Suhas Mallesh

Posted on Apr 2

Vertex AI Workbench with Terraform: Your ML Workspace on GCP 🔬

#googlecloud #ai #devops #machinelearning

Vertex AI Workbench is the JupyterLab IDE for ML on GCP - pre-installed ML frameworks, Vertex AI integration, and GPU support out of the box. Here's how to provision instances with Terraform including networking, IAM, auto-shutdown, and custom containers.

In Series 1-3, we worked with managed AI services - Vertex AI for models, RAG Engine for retrieval, ADK for agents. Series 5 shifts to custom ML - training your own models, deploying endpoints, managing features, and building ML pipelines.

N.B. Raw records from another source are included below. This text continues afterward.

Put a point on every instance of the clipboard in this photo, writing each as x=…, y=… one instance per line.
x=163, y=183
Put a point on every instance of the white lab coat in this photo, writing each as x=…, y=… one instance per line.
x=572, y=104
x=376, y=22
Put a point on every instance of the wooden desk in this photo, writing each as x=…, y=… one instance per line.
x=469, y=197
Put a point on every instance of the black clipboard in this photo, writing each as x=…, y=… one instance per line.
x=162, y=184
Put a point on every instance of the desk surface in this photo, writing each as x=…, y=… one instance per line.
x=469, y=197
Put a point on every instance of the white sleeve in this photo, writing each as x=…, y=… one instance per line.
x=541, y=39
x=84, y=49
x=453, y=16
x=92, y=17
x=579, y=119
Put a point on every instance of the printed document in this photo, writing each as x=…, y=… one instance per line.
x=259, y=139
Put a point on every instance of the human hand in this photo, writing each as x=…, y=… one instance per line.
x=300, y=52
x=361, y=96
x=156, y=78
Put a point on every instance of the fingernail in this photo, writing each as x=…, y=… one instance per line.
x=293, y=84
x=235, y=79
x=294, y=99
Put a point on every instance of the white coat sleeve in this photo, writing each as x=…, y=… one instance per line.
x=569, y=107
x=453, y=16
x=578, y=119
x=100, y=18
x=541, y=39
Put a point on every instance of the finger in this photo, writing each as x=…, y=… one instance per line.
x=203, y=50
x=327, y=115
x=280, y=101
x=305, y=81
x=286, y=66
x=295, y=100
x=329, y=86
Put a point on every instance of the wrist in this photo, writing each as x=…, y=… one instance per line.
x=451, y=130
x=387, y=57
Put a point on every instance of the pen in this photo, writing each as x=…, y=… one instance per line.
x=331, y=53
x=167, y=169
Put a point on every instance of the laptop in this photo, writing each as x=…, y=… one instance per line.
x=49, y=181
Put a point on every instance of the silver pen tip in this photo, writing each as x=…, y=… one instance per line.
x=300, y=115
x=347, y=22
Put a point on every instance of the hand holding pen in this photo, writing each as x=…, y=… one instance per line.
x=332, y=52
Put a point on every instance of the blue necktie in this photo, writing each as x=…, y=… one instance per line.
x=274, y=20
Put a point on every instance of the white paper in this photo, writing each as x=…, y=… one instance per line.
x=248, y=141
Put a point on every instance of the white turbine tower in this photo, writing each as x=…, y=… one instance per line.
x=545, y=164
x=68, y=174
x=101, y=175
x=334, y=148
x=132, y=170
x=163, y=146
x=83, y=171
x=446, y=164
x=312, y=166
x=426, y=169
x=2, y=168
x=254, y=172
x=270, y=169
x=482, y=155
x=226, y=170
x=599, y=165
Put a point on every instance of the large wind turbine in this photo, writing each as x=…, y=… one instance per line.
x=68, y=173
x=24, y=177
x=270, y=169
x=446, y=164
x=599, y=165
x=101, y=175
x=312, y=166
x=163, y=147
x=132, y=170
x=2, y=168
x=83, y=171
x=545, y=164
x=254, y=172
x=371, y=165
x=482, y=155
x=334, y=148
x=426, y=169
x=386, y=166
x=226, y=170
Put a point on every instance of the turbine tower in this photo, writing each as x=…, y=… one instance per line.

It starts with a development environment. Vertex AI Workbench provides JupyterLab instances backed by Compute Engine VMs, pre-loaded with ML frameworks (TensorFlow, PyTorch, JAX, scikit-learn), the Vertex AI SDK, and direct integration with GCS, BigQuery, and Vertex AI services. Each instance is a full ML workspace. Terraform provisions them consistently across your team. 🎯

🏗️ Workbench Architecture

Component	What It Does
Workbench Instance	JupyterLab on a Compute Engine VM
VM Image	Pre-built with ML frameworks and Vertex SDK
Custom Container	Your own Docker image with specific dependencies
Data Disk	Persistent storage for notebooks and datasets
Service Account	Controls access to GCS, BigQuery, Vertex AI
Network	VPC, subnet, firewall rules for isolation

Unlike SageMaker's domain-based approach, Workbench instances are standalone VMs. Each data scientist gets their own instance with full control over machine type, GPU, and installed packages. Terraform standardizes the configuration across the team.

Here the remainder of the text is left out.